Nach einem langen Augenblick des Abwägens glitt ich zum Rand der Nische vor und spähte den Gang in beide Richtungen entlang. Nichts.
Mit einer fließenden Bewegung ließ ich mich über die Kante der Öffnung gleiten, baumelte einen Lidschlag lang über dem Boden, bis ich mich eingependelt hatte. Dann ließ ich mich fallen.

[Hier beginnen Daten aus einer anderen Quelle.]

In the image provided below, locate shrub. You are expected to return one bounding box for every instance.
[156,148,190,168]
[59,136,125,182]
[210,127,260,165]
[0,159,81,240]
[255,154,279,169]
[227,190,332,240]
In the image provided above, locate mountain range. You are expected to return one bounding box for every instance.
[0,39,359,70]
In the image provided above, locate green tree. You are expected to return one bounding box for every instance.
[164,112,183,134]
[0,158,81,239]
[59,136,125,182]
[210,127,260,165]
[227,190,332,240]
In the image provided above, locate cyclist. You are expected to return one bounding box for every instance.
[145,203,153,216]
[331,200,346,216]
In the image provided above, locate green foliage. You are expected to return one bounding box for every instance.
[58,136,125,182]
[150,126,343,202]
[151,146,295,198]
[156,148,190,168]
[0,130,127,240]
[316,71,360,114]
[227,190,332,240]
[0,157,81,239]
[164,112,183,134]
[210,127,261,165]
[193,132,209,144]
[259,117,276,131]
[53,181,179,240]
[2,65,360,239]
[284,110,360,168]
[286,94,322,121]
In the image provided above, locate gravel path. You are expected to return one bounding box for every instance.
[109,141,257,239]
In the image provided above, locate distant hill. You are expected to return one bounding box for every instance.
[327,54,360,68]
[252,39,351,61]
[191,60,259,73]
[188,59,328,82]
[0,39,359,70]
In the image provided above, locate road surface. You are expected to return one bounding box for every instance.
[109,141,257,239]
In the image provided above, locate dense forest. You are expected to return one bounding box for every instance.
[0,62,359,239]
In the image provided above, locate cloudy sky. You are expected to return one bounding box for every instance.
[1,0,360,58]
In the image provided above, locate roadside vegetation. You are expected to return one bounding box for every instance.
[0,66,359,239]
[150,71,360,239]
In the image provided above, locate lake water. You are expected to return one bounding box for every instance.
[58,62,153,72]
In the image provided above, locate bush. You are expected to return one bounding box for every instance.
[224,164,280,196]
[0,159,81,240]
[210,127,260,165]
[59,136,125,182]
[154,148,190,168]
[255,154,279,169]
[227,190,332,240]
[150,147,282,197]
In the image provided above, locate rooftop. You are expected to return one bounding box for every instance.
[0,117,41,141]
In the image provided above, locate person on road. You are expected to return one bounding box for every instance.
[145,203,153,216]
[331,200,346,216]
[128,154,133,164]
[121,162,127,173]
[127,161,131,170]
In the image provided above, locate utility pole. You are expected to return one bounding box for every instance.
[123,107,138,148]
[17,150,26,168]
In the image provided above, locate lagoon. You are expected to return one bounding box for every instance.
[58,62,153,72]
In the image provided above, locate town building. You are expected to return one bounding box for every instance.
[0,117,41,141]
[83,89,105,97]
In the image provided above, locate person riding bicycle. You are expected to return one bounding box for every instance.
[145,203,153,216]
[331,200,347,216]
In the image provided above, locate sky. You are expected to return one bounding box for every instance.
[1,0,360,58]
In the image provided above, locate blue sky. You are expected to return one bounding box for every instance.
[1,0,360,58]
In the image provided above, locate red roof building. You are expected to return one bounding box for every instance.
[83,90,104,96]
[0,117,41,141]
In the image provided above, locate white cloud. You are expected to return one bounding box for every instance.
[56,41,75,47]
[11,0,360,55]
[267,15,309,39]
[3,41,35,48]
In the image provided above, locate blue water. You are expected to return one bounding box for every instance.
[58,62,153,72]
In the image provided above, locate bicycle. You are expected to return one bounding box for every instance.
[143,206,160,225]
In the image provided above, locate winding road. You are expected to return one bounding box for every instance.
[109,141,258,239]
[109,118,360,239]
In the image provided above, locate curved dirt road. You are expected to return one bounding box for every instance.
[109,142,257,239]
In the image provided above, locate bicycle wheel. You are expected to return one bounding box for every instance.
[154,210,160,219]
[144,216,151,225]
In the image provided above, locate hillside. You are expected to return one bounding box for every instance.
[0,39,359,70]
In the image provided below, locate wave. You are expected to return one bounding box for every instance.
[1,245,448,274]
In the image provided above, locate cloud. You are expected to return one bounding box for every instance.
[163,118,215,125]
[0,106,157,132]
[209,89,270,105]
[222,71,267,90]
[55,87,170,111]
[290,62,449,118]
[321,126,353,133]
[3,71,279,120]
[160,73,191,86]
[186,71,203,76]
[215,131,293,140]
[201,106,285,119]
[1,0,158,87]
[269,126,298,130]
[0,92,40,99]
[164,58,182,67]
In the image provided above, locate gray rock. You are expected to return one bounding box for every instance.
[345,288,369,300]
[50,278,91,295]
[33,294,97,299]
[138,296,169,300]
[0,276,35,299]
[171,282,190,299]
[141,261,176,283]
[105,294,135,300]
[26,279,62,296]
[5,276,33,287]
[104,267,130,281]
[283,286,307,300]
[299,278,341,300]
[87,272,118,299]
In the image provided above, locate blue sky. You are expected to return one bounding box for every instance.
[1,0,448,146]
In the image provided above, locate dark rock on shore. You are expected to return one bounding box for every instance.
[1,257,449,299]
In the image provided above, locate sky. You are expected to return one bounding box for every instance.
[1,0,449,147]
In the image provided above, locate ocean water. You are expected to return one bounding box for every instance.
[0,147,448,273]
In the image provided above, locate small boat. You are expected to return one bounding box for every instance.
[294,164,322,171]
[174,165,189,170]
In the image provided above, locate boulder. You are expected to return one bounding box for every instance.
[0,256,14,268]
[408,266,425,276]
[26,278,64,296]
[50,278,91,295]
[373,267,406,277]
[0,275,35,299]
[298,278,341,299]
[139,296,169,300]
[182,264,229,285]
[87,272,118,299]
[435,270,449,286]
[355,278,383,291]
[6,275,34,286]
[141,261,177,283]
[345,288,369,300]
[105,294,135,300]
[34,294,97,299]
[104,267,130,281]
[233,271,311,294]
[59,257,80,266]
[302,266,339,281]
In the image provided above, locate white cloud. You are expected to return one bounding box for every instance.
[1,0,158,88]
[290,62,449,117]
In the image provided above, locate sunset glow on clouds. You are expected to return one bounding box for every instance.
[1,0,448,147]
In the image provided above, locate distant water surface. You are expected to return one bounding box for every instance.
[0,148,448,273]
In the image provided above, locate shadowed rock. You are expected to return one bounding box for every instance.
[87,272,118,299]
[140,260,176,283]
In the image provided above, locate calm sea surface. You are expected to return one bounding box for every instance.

»Du da, Junge! Komm her und hilf mir.«
Ich wirbelte herum. Meine Hand zuckte zum Dolch, der unter meiner Kleidung verborgen war – Pagenkleider, die man mir in der Nacht zuvor zur Verfügung gestellt hatte und die ein wenig zu groß und zu weit für mich waren. Dennoch erfüllten sie anscheinend ihren Zweck. Ich war klein für mein Alter und besaß keinen nennenswerten Busen; trotzdem würde mich niemand bei näherer Betrachtung für einen Jungen halten.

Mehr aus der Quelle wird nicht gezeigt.